Knowlton Alumni and Moody Nolan Featured in Architectural Record

Alex Mann and Jacqueline Stern were highlighted for their contributions and work on Ohio State’s Energy Advancement and Innovation Center.

Knowlton Alumni and Moody Nolan Featured in Architectural Record

Knowlton architecture alumni Alex Mann (MArch ’15) and Jacqueline Stern (MArch ’15) were featured in Architectural Record for their contributions to Ohio State's Energy Advancement and Innovation Center (EAIC). Moody Nolan (co-founded by Curt Moody, [BSArch ’73]) was the architect of record. 

Principal firm Smith-Miller+Hawkinson worked alongside Ohio State faculty, researchers, and leadership to create a programming vision for the Energy Advancement and Innovation Center, a research facility that officially opened its doors in November 2023 and is expected to be 60 percent more efficient than a comparable baseline building.

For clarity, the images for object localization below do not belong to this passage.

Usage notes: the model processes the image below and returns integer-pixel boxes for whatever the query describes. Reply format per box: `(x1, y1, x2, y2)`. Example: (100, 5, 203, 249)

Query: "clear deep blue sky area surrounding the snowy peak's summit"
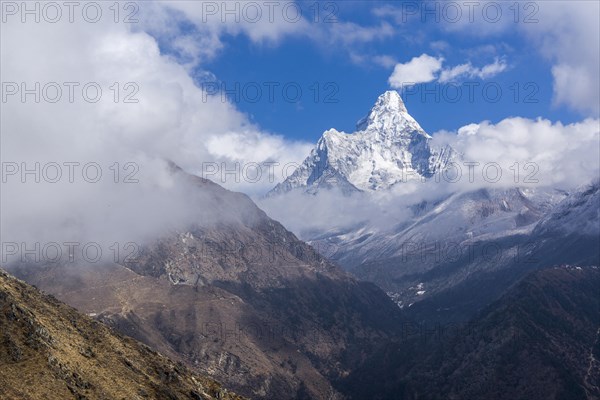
(151, 1, 596, 142)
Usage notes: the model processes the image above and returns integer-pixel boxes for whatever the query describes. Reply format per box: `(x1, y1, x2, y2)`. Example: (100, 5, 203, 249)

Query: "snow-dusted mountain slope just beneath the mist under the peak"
(311, 188, 567, 274)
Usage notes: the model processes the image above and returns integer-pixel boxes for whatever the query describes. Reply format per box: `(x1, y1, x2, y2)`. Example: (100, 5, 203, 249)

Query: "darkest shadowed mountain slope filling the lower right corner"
(345, 266, 600, 400)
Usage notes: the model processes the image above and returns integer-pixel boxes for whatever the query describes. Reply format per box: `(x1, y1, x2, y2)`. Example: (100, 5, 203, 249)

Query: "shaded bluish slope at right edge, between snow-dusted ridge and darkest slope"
(394, 181, 600, 321)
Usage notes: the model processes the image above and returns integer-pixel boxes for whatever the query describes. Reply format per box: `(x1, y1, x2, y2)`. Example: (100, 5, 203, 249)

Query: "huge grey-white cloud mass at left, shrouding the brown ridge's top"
(0, 3, 305, 253)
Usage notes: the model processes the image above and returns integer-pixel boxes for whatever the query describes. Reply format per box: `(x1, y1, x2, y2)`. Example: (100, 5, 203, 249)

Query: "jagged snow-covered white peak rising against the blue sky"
(269, 91, 452, 195)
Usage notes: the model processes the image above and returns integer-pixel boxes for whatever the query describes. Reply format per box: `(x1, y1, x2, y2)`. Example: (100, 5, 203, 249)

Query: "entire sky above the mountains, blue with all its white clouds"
(0, 0, 600, 195)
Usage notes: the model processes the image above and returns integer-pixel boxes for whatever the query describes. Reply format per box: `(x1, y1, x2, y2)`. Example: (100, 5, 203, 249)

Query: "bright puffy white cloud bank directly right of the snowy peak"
(433, 117, 600, 190)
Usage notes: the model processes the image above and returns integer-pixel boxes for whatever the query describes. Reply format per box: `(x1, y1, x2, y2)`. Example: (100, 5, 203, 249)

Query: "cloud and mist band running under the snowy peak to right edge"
(259, 117, 600, 237)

Even more distinguishing is the EAIC’s 281-kilowatt array of 704 photovoltaic (PV) panels, held 9½ feet above its roofline in a ragged-edged canopy that overhangs its footprint. Combined with a nearly two-story-tall “Block O”—OSU’s logo—rendered in flexible white LED strip lights, the center embodies its mission as a living laboratory and incubator for academia and practitioners to research renewable energy and direct current (DC) power.

“Many in the industry believe a DC-powered future is possible, given the efficiencies available by distributing DC power throughout buildings,” says Lindsay Smith, principal at New York–based Smith-Miller+Hawkinson Architects (SM+H), the project’s design architect, which collaborated with architect of record Moody Nolan, headquartered locally in Columbus. “This was an opportunity to make a university building of scale that was using the direct current straight from the solar panel.”